The consumer doesn’t drive inflation and won’t control it. There are far too many factors that create inflation. At some point, inflation will level out as there is no more cost pressure to be measured against month-on-month or year-on-year pricing.

Despite what retailers say or even despite their threatening vendors, they are not unhappy when a price increase is less than a price point yet they raise the product a whole price point.

Richard J. George, Ph.D.
Active Member
1 year ago

I prefer to call shoppers’ behavior “brand switching” versus “consumer anger.” Consumers are simply being rational in their product choices — buying less and/or switching to private label. Inflation has reminded branded products that value (benefits received divided by burdens endured) continues to be a top-of-mind consumer decision-making heuristic.

Al McClain
Member
1 year ago

Consumer anger and lack of discretionary income are certainly factors, but in a lot of areas consumers don’t have much choice. They can shop around for gas, try private label, switch to a cheaper cut of meat, and so forth, but it’s tough all around. Then, there are markets like Florida (where I live) where the combination of weather, population influx, crazed drivers, insurance fraud, greed, and governmental inaction have combined to double homeowner’s insurance rates, and raise auto insurance rates by half, in about one year. So, shoppers down here have bigger items to worry about than the cost of shampoo or cereal.

Ananda Chakravarty
Active Member
1 year ago

The Fed increasing rates is supposed to tamp down consumer spending and demand. With higher price points and the opportunity to save, consumers are supposed to reduce the inflationary pressure, slowing price hikes for less available supply. Consumer anger has limited influence, but their pocketbooks have plenty. So long as employment is high and wages continue to be raised, the consumer spending side of inflation won’t be more than negligibly affected. Choice for consumers continues to be high. Retailers need to take this into account as they raise prices, even at the risk of lowering profitability. Some suppliers have legitimately higher material, transportation, and wage pressure and are challenged to keeping prices constant. There’s no generalized directives here, but very specific ones based on retailer-supplier relations.

Patricia Vekich Waldron
Active Member
1 year ago

Pricing (and profits) is always a flash point, especially during inflationary times. Consumers can understand (but dislike) price increases, and will buy less or trade down to compensate, but do not want to feel gouged by companies paying executives big bonuses.

Dr. Stephen Needel
Active Member
1 year ago

No — consumer resistance is a small factor driving down inflation. But as others have said, it’s a big factor in brand switching and store switching and we’re going to keep seeing that until manufacturers and retailers drop their prices. Retailers have a simple answer for vendors who are taking their prices up just because they can — delist!

Mark Heckman
1 year ago

I am not sure that any consumer anger is directed at manufacturers or retailers, as this latest dance with inflation is so pervasive, affecting every aspect of life. However, anger aside, smart consumer choices such as trading down, spending less overall, and looking for private label alternatives, will likely slow consumer demand on some premium items — which will bring down prices and margins, unless other efficiencies can be achieved by CPGs and retailers.

Rich Kizer
Member
1 year ago

If the item is a necessity and too high priced for the consumer taste, customers will likely think of shopping another store, which will press retailers to become more competitive, and it moves back on the vendor. Discussion with vendors on better pricing is always a tall and difficult order. They feel they are being crushed in selling their products to stores. Remember this, in the end, consumers will prevail; they have long memories and stores they found with competitive prices could be their new habits of turning to past competitors as their new favorites.

Craig Sundstrom
Craig Sundstrom
Noble Member
1 year ago

It’s a quaint idea – bringing back memories of the WIN buttons (remember those?) – but I would question Tom’s choice of words: yes, consumer resistance can set a limit on price increases, but I wouldn’t describe it as “anger”; that implies a certain conscious action that I don’t think really exists.

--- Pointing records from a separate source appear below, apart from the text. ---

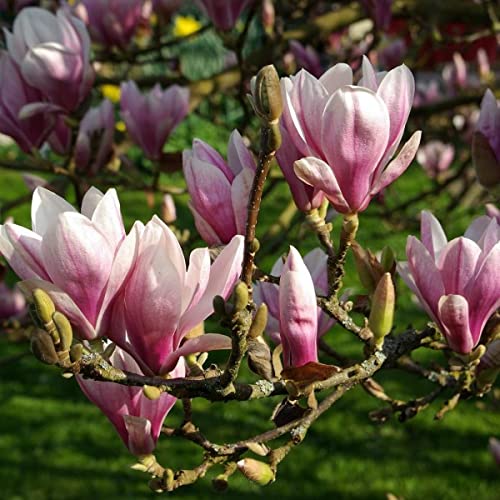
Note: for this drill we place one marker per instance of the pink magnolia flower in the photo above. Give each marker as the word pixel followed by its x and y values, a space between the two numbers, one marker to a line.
pixel 269 293
pixel 94 143
pixel 379 11
pixel 53 55
pixel 298 317
pixel 222 13
pixel 15 94
pixel 163 300
pixel 111 22
pixel 219 190
pixel 80 259
pixel 151 118
pixel 137 419
pixel 435 157
pixel 457 282
pixel 348 133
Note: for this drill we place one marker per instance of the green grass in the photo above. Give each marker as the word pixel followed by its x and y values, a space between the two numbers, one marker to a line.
pixel 55 445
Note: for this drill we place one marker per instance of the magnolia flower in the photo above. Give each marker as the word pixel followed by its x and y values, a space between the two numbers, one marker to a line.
pixel 219 190
pixel 80 259
pixel 222 13
pixel 94 143
pixel 298 317
pixel 12 302
pixel 306 58
pixel 52 53
pixel 486 142
pixel 457 282
pixel 163 300
pixel 137 419
pixel 111 22
pixel 151 118
pixel 305 197
pixel 380 12
pixel 348 133
pixel 435 157
pixel 165 8
pixel 28 132
pixel 495 450
pixel 269 293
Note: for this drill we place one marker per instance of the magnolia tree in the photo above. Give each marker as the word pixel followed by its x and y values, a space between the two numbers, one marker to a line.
pixel 124 311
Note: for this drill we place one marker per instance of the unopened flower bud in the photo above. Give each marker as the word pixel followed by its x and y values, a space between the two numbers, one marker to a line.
pixel 256 471
pixel 489 365
pixel 382 311
pixel 266 94
pixel 259 322
pixel 168 210
pixel 268 15
pixel 259 358
pixel 44 306
pixel 240 296
pixel 43 348
pixel 151 392
pixel 64 330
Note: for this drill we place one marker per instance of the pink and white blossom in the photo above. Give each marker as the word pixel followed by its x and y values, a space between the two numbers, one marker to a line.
pixel 219 190
pixel 269 293
pixel 163 299
pixel 80 259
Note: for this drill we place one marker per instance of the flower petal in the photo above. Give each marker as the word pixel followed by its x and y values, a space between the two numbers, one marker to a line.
pixel 454 318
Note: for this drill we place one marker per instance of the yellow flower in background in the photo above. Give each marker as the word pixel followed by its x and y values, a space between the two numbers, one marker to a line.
pixel 120 126
pixel 185 26
pixel 111 92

Retailers — and wholesalers and manufacturers and the little kid with a lemonade stand — will just have to see what the market will bear.

Oliver Guy
Member
1 year ago

Competition kills margin – always.

What is interesting however is that some recent coverage of UK grocery prices has suggested discount retailers such as Aldi and Lidl have had the largest prices rises (as percentages). In the past perceptions have suggested that as others have raised prices the discounters have kept prices low – perception is everything!

Christina Cooley
1 year ago

Consumers are well aware of the inflation and its impact on them. Interestingly, they are continuing to make the purchases they want to make, including major purchases … but for how long will that continue? Leading up to the end of the year, according to a J.D. Power pulse study on purchase intentions, customers were planning to spend just as much, if not more, than they had in the prior year. However, there are definitely concerns, with the top 3 being:

Inflation raising cost of products/services

Inflation raising interest rates and making it more difficult to finance

Not being able to purchase the product or move forward on a project I want/need due to increase in costs

With these concerns, consumers are more likely to research even more so beforehand, shop around, and be selective with the purchases they make to stretch their dollar, not just in terms of quantity, but more so in terms of quality.